Losing a loved one is difficult no matter the circumstances. For some people, filing a lawsuit against the negligent party that caused the death can help to ease the financial burden that the loss creates. If you have found yourself in such a position, you should be aware of the damages that are available to you.
Through filing a claim, you may be eligible for essentially two types of damages: the damages incurred prior to the death and the damages incurred after the death. For example, if your loved one was in a car accident and died in the hospital a week later, damages prior to death could include the medical expenses and any lost wages. The deceased's pain and suffering could also be taken into account.

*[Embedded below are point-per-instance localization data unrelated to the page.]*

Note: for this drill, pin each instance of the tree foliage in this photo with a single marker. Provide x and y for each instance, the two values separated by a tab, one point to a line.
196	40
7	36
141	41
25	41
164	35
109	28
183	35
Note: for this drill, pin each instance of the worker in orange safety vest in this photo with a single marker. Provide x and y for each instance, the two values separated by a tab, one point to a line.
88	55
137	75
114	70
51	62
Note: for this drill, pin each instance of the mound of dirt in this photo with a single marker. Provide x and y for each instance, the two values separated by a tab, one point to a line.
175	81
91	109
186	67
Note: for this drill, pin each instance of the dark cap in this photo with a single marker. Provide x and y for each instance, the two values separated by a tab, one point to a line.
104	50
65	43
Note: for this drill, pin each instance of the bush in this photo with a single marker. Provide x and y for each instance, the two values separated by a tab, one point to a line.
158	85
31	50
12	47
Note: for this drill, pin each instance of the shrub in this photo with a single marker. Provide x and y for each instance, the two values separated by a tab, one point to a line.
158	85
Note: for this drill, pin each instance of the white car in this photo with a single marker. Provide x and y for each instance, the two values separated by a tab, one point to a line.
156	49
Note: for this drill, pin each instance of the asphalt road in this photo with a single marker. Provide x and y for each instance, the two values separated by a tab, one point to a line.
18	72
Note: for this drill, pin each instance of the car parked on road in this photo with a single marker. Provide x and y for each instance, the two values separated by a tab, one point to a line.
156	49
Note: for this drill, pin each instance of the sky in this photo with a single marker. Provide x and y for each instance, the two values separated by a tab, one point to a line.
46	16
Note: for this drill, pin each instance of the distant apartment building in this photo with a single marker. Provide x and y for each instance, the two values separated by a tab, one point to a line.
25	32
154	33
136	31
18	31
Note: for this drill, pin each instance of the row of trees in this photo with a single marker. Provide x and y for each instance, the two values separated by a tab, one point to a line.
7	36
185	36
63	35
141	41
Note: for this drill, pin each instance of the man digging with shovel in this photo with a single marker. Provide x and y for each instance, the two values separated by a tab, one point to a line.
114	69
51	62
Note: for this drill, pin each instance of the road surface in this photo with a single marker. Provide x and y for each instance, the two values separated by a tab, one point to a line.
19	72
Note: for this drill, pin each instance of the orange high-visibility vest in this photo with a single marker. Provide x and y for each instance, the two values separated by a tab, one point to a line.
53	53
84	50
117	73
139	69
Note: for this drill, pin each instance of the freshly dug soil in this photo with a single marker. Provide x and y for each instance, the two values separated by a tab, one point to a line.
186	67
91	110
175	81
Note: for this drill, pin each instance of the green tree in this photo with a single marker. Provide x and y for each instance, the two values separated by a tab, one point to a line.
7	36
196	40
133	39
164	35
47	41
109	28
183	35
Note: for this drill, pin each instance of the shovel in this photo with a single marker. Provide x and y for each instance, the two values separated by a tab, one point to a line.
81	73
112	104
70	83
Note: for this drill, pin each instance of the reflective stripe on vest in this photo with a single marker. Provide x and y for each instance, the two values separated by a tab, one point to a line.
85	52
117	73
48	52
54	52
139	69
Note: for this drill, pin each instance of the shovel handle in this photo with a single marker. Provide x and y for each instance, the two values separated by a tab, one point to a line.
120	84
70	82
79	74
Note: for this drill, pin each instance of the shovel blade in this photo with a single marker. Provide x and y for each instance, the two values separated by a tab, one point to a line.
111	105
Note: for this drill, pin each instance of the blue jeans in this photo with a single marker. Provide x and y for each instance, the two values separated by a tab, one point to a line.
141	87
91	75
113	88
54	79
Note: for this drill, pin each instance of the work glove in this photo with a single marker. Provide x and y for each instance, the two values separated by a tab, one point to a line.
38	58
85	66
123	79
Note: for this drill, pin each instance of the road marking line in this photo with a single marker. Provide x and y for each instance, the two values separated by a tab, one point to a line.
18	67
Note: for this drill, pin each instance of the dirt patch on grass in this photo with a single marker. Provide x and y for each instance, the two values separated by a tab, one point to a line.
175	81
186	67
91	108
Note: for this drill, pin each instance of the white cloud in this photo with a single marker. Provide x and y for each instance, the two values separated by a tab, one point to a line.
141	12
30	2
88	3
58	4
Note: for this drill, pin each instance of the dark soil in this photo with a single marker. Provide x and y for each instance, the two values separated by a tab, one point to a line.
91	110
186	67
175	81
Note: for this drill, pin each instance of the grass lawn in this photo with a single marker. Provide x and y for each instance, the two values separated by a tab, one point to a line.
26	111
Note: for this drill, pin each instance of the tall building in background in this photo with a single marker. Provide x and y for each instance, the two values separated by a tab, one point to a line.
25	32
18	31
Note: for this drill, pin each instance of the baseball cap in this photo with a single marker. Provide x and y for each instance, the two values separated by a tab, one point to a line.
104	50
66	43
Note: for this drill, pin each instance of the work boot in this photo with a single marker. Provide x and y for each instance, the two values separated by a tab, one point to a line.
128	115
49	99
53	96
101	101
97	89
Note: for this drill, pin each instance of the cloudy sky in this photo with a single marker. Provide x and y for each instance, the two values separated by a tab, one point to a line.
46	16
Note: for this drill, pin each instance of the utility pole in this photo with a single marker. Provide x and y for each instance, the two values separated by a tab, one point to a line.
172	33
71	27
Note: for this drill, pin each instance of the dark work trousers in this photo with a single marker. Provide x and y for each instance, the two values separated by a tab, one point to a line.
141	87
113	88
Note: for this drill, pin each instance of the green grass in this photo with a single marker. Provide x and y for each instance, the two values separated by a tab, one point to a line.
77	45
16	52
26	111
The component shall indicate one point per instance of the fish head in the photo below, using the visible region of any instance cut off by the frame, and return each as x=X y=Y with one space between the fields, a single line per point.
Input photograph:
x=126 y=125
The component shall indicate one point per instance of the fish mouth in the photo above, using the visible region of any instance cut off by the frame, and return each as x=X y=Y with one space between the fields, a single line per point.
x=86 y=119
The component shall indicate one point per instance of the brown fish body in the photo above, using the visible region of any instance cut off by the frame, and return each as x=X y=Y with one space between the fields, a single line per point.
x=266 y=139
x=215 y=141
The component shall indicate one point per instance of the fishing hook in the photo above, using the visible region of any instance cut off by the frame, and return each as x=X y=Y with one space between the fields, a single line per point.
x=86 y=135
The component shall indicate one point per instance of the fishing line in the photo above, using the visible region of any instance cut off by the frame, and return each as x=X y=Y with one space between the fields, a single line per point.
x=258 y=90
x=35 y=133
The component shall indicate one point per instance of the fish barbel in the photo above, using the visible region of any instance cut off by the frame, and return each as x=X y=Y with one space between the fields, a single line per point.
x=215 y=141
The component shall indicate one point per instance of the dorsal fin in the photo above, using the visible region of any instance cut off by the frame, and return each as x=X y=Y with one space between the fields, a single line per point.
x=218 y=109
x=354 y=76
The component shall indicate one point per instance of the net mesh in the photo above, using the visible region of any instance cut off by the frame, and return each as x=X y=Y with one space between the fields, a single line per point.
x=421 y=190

Damages following the death might include the following:
- Funeral and burial costs
- Wage replacement
- Loss of consortium
There may be a circumstance in which a court finds the defendant especially negligent. In those cases, which are rare, the court could also order the defendant to pay punitive damages.
Generally, these damages may be awarded to the deceased's spouse, children or parents, depending on the circumstances. Tennessee permits a spouse, child, parent or the executor or administrator of an estate to file the suit.
In Tennessee, the law states that you have one year from the date of the death to file a wrongful death lawsuit. As the Tennessee Bar Association points out, you must file the lawsuit in the court associated with where the action occurred or the court associated with where the defendant lives.
While this information may be useful, it should not be taken as legal advice.